El Colegio FASTA Carlo Acutis vivió una emotiva celebración por su primera promoción de egresados
La comunidad del Colegio FASTA Carlo Acutis vivió este miércoles una tarde cargada de emoción y simbolismo con la misa y acto de colación de su primera camada de egresados, un momento largamente esperado desde que el proyecto educativo comenzó a gestarse hace más de una década. Las familias, docentes y directivos colmaron la Catedral Nuestra Señora del Nahuel Huapi, donde el clima de recogimiento se mezcló con la alegría visible de los estudiantes que daban su paso final. A cargo de la misa estuvo el Monseñor Juan Carlos Ares.
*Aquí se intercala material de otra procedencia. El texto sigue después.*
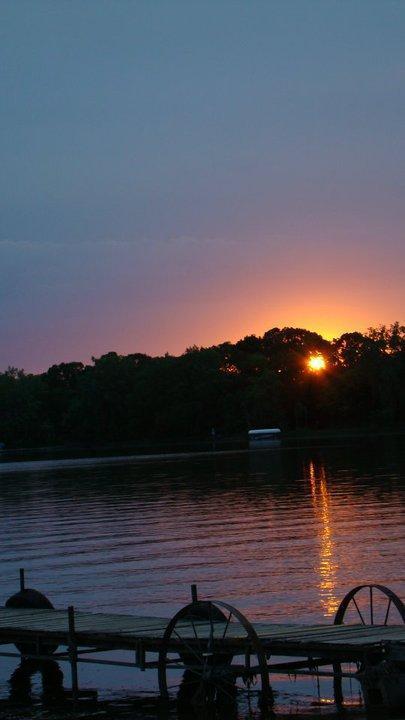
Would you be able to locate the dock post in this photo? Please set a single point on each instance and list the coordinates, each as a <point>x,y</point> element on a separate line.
<point>73,652</point>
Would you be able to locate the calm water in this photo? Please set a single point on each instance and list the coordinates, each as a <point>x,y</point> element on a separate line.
<point>281,535</point>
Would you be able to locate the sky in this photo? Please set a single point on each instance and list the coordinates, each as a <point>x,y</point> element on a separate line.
<point>180,172</point>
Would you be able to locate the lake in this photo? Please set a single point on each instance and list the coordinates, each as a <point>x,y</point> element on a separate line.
<point>281,534</point>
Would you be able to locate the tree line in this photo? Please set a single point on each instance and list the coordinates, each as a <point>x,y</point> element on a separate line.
<point>255,382</point>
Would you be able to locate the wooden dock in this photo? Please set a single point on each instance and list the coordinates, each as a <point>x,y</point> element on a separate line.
<point>213,645</point>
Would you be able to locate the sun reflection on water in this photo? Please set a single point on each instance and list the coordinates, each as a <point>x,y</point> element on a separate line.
<point>327,566</point>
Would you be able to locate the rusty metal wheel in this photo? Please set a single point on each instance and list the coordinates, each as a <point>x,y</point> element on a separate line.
<point>368,604</point>
<point>211,652</point>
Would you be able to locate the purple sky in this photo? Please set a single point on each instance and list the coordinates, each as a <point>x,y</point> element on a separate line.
<point>191,172</point>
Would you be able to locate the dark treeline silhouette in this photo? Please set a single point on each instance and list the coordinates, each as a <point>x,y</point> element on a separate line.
<point>256,382</point>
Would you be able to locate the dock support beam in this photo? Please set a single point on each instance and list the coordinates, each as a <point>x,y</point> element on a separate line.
<point>73,652</point>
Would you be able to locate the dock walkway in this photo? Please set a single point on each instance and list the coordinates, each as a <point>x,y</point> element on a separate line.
<point>215,645</point>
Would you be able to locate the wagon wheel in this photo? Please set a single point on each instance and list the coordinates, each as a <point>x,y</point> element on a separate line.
<point>366,605</point>
<point>198,656</point>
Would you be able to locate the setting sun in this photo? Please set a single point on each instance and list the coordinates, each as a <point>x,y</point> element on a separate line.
<point>316,363</point>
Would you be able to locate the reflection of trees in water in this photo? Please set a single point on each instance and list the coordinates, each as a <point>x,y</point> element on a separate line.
<point>21,681</point>
<point>327,566</point>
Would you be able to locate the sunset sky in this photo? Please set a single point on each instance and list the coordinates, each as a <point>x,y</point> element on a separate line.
<point>179,172</point>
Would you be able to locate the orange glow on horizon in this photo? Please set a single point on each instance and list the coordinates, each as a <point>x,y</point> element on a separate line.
<point>316,363</point>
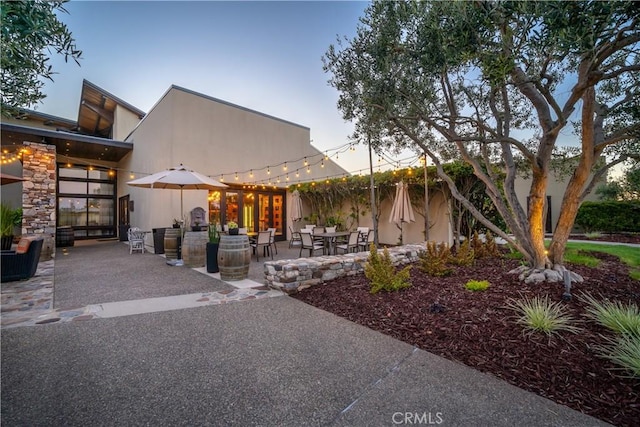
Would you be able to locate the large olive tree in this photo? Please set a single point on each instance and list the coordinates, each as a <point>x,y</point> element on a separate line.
<point>498,84</point>
<point>31,31</point>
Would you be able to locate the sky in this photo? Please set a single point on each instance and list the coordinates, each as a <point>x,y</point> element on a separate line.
<point>266,56</point>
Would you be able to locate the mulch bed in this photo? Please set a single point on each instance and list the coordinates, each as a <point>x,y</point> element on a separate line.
<point>476,328</point>
<point>614,238</point>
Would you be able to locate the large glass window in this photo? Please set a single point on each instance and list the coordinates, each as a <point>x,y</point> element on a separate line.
<point>214,207</point>
<point>251,209</point>
<point>248,210</point>
<point>231,211</point>
<point>86,201</point>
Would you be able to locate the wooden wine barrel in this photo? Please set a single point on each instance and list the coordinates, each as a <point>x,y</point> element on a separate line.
<point>47,247</point>
<point>172,241</point>
<point>64,237</point>
<point>194,248</point>
<point>234,257</point>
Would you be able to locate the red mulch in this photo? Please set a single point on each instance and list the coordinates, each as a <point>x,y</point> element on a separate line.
<point>615,238</point>
<point>439,315</point>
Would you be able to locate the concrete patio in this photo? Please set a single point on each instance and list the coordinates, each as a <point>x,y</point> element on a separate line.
<point>265,360</point>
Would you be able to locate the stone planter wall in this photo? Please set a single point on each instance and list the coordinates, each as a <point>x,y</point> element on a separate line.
<point>293,275</point>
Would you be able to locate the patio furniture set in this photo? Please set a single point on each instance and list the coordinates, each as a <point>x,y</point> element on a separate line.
<point>329,240</point>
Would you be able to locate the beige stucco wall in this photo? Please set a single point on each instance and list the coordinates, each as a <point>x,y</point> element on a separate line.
<point>124,121</point>
<point>28,122</point>
<point>213,138</point>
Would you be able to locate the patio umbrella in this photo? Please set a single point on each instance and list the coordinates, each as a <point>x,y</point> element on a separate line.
<point>9,179</point>
<point>178,178</point>
<point>296,206</point>
<point>401,211</point>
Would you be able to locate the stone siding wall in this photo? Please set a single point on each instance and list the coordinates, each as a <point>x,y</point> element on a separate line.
<point>293,275</point>
<point>39,190</point>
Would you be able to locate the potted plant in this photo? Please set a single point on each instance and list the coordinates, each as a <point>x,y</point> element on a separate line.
<point>9,219</point>
<point>233,228</point>
<point>212,249</point>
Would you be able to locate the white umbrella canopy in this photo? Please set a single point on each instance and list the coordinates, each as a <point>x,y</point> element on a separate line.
<point>296,206</point>
<point>401,211</point>
<point>178,178</point>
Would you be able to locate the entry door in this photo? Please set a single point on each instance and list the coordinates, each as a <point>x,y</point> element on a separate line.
<point>123,217</point>
<point>271,212</point>
<point>123,210</point>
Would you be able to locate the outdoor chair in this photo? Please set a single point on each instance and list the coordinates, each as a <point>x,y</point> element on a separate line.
<point>352,243</point>
<point>318,230</point>
<point>136,240</point>
<point>263,241</point>
<point>296,240</point>
<point>273,238</point>
<point>365,243</point>
<point>309,243</point>
<point>22,263</point>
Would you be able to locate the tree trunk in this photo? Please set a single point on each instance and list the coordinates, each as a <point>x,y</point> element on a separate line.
<point>573,194</point>
<point>537,196</point>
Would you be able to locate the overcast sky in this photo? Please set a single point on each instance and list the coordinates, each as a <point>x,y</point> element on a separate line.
<point>266,56</point>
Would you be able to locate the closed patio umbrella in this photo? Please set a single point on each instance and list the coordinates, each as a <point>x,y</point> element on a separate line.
<point>401,211</point>
<point>178,178</point>
<point>9,179</point>
<point>296,206</point>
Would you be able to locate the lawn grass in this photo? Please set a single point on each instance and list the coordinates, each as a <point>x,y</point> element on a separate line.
<point>627,254</point>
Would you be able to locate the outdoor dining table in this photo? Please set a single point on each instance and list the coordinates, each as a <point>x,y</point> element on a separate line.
<point>330,239</point>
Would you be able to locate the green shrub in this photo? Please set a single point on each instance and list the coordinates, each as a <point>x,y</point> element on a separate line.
<point>434,260</point>
<point>477,285</point>
<point>618,317</point>
<point>541,315</point>
<point>609,217</point>
<point>465,255</point>
<point>382,274</point>
<point>625,352</point>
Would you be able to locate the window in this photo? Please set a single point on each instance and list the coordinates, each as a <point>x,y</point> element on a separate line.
<point>86,201</point>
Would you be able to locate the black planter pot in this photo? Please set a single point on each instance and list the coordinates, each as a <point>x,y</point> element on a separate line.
<point>212,257</point>
<point>6,243</point>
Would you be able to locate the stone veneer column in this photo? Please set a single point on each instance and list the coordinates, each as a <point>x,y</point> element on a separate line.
<point>39,189</point>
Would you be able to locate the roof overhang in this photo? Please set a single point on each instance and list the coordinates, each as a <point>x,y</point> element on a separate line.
<point>67,144</point>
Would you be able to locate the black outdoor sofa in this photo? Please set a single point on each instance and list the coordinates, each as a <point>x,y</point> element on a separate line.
<point>17,266</point>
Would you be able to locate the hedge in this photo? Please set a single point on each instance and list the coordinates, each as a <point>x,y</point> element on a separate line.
<point>609,217</point>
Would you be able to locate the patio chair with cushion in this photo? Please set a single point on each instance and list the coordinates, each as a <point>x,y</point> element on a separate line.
<point>296,240</point>
<point>273,238</point>
<point>136,240</point>
<point>309,243</point>
<point>263,241</point>
<point>22,263</point>
<point>352,243</point>
<point>365,243</point>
Entre abrazos, fotos y una atmósfera de celebración íntima, el apoderado legal saliente, Juan José Tumbarello, volvió sobre los inicios del colegio y la sensación de ver el sueño cumplido: “Recuerdo en el año 2013 cuando empezamos con este proyecto educativo. Todo estaba soñado y pensado. Pasaron 11 o 12 años y hoy es una realidad”, señaló conmovido. “Estamos tan contentos como los propios graduados.”
Tumbarello destacó que este recorrido sólo fue posible gracias al esfuerzo conjunto: “Trabajaron todos directivos, personal no docente, profesores, administrativo y todos pusimos lo que teníamos para dar. Nadie se guardó nada. Y lo que faltó, lo puso el Señor”, expresó, recuperando la imagen compartida en una de las misas recientes, en referencia a la multiplicación de los panes y los peces.
El apoderado con uno de los alumnos
El espíritu de FASTA atravesó toda la celebración, especialmente cuando los jóvenes realizaron frente al altar su promesa personal en favor de Dios, la Iglesia, la patria y la familia: “Nuestro carisma pasa por la evangelización de la cultura, la familia y la juventud. Por eso inculcamos desde el nivel inicial el amor a Dios, a la Iglesia, a la patria bien entendida: la de San Martín, Belgrano y Güemes”, comentó.
La ceremonia se dio además en un contexto profundamente simbólico: el inicio del Adviento, la reciente celebración del 8 de diciembre y la cercanía de la Navidad. Para Tumbarello, ese marco reforzó el sentido del encuentro: “Vamos a festejar el nacimiento de Dios. Que nadie sustituya el lugar que le corresponde a Cristo. Es importante que las familias reposen en Él”.
El Monseñor en plena misa
El mensaje final del exapoderado dejó una huella en los asistentes, muchos de ellos visiblemente emocionados. “Todos tenemos dolores: un ser querido perdido, un enojo, una división. El Señor propone que dejemos todas nuestras cargas en Él y van a ver cómo nuestra alma se alivia.”
Con ese espíritu, la comunidad educativa se trasladó luego al salón de actos del colegio, donde continuaron los festejos, los aplausos y los tradicionales retratos familiares.
Para muchos, fue un cierre perfecto para un camino que comenzó en aulas pequeñas y hoy se proyecta hacia nuevas etapas. Para el colegio, un hito que quedará marcado como el día en que su primera promoción escribió la página inaugural de su historia.